Of the 457 households, 16.6% had children under the age of 18; 53.4% were married couples living together; 18.4% had a female householder with no spouse or partner present. 28.4% of households consisted of individuals and 14.2% had someone living alone who was 65 years of age or older. The average household size was 1.9 and the average family size was 2.5. The percent of those with a bachelor's degree or higher was estimated to be 16.2% of the population.

14.4% of the population was under the age of 18, 5.3% from 18 to 24, 11.7% from 25 to 44, 42.1% from 45 to 64, and 26.5% who were 65 years of age or older. The median age was 55.0 years. For every 100 females, there were 94.7 males. For every 100 females ages 18 and older, there were 92.5 males.

The 2016–2020 5-year American Community Survey estimates show that the median household income was $55,938 (with a margin of error of +/- $14,104) and the median family income was $75,875 (+/- $12,716). Males had a median income of $57,000 (+/- $11,001) versus $35,250 (+/- $6,417) for females. The median income for those above 16 years old was $41,976 (+/- $9,603). Approximately, 5.5% of families and 15.1% of the population were below the poverty line, including 33.5% of those under the age of 18 and 25.4% of those ages 65 or over.

===2010 census===
As of the census of 2010, there were 804 people, 360 households, and 255 families residing in the city. The population density was 295.6 PD/sqmi. There were 697 housing units at an average density of 256.3 /sqmi. The racial makeup of the city was 96.1% White, 0.1% African American, 1.2% Native American, 0.4% Asian, 0.1% from other races, and 2.0% from two or more races. Hispanic or Latino of any race were 1.4% of the population.

There were 360 households, of which 21.7% had children under the age of 18 living with them, 59.7% were married couples living together, 6.4% had a female householder with no husband present, 4.7% had a male householder with no wife present, and 29.2% were non-families. 27.5% of all households were made up of individuals, and 10% had someone living alone who was 65 years of age or older. The average household size was 2.23 and the average family size was 2.65.
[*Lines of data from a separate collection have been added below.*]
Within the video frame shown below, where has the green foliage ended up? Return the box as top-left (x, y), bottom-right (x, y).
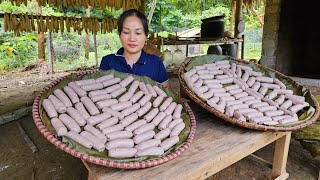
top-left (0, 0), bottom-right (263, 70)
top-left (0, 21), bottom-right (37, 69)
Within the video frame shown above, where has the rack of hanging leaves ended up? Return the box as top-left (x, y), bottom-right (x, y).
top-left (0, 0), bottom-right (144, 9)
top-left (3, 13), bottom-right (117, 36)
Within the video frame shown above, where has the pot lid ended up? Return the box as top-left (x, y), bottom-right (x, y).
top-left (201, 15), bottom-right (225, 22)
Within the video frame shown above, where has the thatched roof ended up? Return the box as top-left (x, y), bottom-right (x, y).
top-left (0, 0), bottom-right (146, 9)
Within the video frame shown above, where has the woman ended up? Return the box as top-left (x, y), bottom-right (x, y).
top-left (100, 9), bottom-right (170, 88)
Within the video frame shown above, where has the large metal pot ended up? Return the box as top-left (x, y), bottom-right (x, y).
top-left (220, 44), bottom-right (238, 58)
top-left (207, 45), bottom-right (223, 55)
top-left (201, 15), bottom-right (224, 40)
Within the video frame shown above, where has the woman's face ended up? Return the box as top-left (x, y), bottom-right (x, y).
top-left (120, 16), bottom-right (147, 54)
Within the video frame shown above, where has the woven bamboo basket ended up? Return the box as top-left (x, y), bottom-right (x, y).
top-left (178, 58), bottom-right (320, 131)
top-left (32, 70), bottom-right (196, 169)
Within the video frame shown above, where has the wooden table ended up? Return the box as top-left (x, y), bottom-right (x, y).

The median age in the city was 50.9 years. 18.7% of residents were under the age of 18; 4% were between the ages of 18 and 24; 18.9% were from 25 to 44; 33.3% were from 45 to 64; and 25.1% were 65 years of age or older. The gender makeup of the city was 52.7% male and 47.3% female.

===2000 census===
As of the census of 2000, there were 562 people, 238 households, and 178 families residing in the city. The population density was 221.7 PD/sqmi. There were 415 housing units at an average density of 163.7 /sqmi. The racial makeup of the city was 95.02% White, 1.60% African American, 0.53% Native American, 0.18% Asian, 0.36% from other races, and 2.31% from two or more races. Hispanic or Latino of any race were 3.56% of the population.

There were 238 households, out of which 19.3% had children under the age of 18 living with them, 70.2% were married couples living together, 2.5% had a female householder with no husband present, and 25.2% were non-families. 19.3% of all households were made up of individuals, and 9.2% had someone living alone who was 65 years of age or older. The average household size was 2.36 and the average family size was 2.67.

In the city, the population was spread out, with 19.9% under the age of 18, 5.2% from 18 to 24, 21.2% from 25 to 44, 32.7% from 45 to 64, and 21.0% who were 65 years of age or older. The median age was 48 years. For every 100 females, there were 112.9 males. For every 100 females age 18 and over, there were 108.3 males.

The median income for a household in the city was $31,094, and the median income for a family was $34,500. Males had a median income of $30,972 versus $24,375 for females. The per capita income for the city was $18,479. About 5.1% of families and 8.9% of the population were below the poverty line, including 20.4% of those under age 18 and 7.1% of those age 65 or over.

==Education==
The community is served by Prairie View USD 362 public school district.